While I was running transform_tracking_logs command in LMS, as suggested in here, I faced some intercalated errors in event_routing_backends.tasks.dispatch_bulk_events celery tasks (see the Flower monitor screenshot below):
Traceback (most recent call last):
File "/openedx/venv/lib/python3.11/site-packages/celery/app/trace.py", line 453, in trace_task
R = retval = fun(*args, **kwargs)
^^^^^^^^^^^^^^^^^^^^
File "/openedx/venv/lib/python3.11/site-packages/sentry_sdk/utils.py", line 1816, in runner
return sentry_patched_function(*args, **kwargs)

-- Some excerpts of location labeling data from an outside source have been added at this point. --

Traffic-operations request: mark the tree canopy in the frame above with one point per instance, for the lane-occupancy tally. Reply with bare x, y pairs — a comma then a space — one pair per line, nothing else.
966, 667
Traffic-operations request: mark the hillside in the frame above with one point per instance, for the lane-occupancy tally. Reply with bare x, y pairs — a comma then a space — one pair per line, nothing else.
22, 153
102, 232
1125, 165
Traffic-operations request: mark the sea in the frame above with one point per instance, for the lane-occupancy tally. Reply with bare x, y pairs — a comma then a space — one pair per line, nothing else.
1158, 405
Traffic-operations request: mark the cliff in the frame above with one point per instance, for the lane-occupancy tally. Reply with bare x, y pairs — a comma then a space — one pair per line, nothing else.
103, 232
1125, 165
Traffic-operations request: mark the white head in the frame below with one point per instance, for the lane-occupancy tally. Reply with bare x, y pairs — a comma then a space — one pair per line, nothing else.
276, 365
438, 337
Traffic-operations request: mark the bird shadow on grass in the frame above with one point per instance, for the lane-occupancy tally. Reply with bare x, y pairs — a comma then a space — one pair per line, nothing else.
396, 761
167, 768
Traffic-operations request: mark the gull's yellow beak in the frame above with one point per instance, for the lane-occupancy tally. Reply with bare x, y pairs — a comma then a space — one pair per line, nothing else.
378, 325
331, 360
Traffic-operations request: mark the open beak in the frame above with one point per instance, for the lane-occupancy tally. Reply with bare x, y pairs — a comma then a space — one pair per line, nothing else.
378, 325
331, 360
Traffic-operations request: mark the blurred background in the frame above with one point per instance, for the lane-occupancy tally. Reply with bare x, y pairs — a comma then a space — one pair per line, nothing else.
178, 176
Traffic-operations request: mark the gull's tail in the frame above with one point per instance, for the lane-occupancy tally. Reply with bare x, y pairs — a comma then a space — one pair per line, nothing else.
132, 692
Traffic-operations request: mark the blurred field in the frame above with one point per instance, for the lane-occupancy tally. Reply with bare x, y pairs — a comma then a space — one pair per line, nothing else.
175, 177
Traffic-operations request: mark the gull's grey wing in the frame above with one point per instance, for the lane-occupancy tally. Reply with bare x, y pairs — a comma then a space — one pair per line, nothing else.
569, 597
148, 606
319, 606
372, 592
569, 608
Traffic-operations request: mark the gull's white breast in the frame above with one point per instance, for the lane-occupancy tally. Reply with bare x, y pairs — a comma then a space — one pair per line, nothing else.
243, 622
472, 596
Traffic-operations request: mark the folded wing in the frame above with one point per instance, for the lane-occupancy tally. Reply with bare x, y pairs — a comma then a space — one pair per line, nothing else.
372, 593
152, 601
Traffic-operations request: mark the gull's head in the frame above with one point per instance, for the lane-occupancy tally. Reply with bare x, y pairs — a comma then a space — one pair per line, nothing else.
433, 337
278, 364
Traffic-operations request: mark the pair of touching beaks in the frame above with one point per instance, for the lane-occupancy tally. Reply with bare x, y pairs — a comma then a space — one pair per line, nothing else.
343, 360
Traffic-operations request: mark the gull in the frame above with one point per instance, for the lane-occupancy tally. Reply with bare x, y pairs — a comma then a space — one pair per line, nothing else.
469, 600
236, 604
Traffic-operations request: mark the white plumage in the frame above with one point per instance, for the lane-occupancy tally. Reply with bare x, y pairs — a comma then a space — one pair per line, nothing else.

^^^^^^^^^^^^^^^^^^^^^^^^^^^^^^^^^^^^^^^^
File "/openedx/venv/lib/python3.11/site-packages/sentry_sdk/integrations/celery/__init__.py", line 416, in _inner
reraise(*exc_info)
File "/openedx/venv/lib/python3.11/site-packages/sentry_sdk/utils.py", line 1751, in reraise
raise value
File "/openedx/venv/lib/python3.11/site-packages/sentry_sdk/integrations/celery/__init__.py", line 411, in _inner
return f(*args, **kwargs)
^^^^^^^^^^^^^^^^^^
File "/openedx/venv/lib/python3.11/site-packages/celery/app/trace.py", line 736, in __protected_call__
return self.run(*args, **kwargs)
^^^^^^^^^^^^^^^^^^^^^^^^^
File "/openedx/venv/lib/python3.11/site-packages/event_routing_backends/tasks.py", line 106, in dispatch_bulk_events
bulk_send_events(self, events, router_type, host_config)
File "/openedx/venv/lib/python3.11/site-packages/event_routing_backends/tasks.py", line 147, in bulk_send_events
raise task.retry(exc=exc, countdown=getattr(settings, 'EVENT_ROUTING_BACKEND_COUNTDOWN', 30),
^^^^^^^^^^^^^^^^^^^^^^^^^^^^^^^^^^^^^^^^^^^^^^^^^^^^^^^^^^^^^^^^^^^^^^^^^^^^^^^^^^^^^^^
File "/openedx/venv/lib/python3.11/site-packages/celery/app/task.py", line 736, in retry
raise_with_context(exc)
File "/openedx/venv/lib/python3.11/site-packages/event_routing_backends/tasks.py", line 127, in bulk_send_events
client.bulk_send(events)
File "/openedx/venv/lib/python3.11/site-packages/event_routing_backends/utils/xapi_lrs_client.py", line 103, in bulk_send
raise EventNotDispatched
event_routing_backends.processors.transformer_utils.exceptions.EventNotDispatched
The fact is that I need to run this command within a huge amount of data. How can I do it?
Thanks in advance!
PD: this error only applies when running the transform_tracking_logs command with a huge amount of data. When Aspects run this celery task automatically this error is never shown.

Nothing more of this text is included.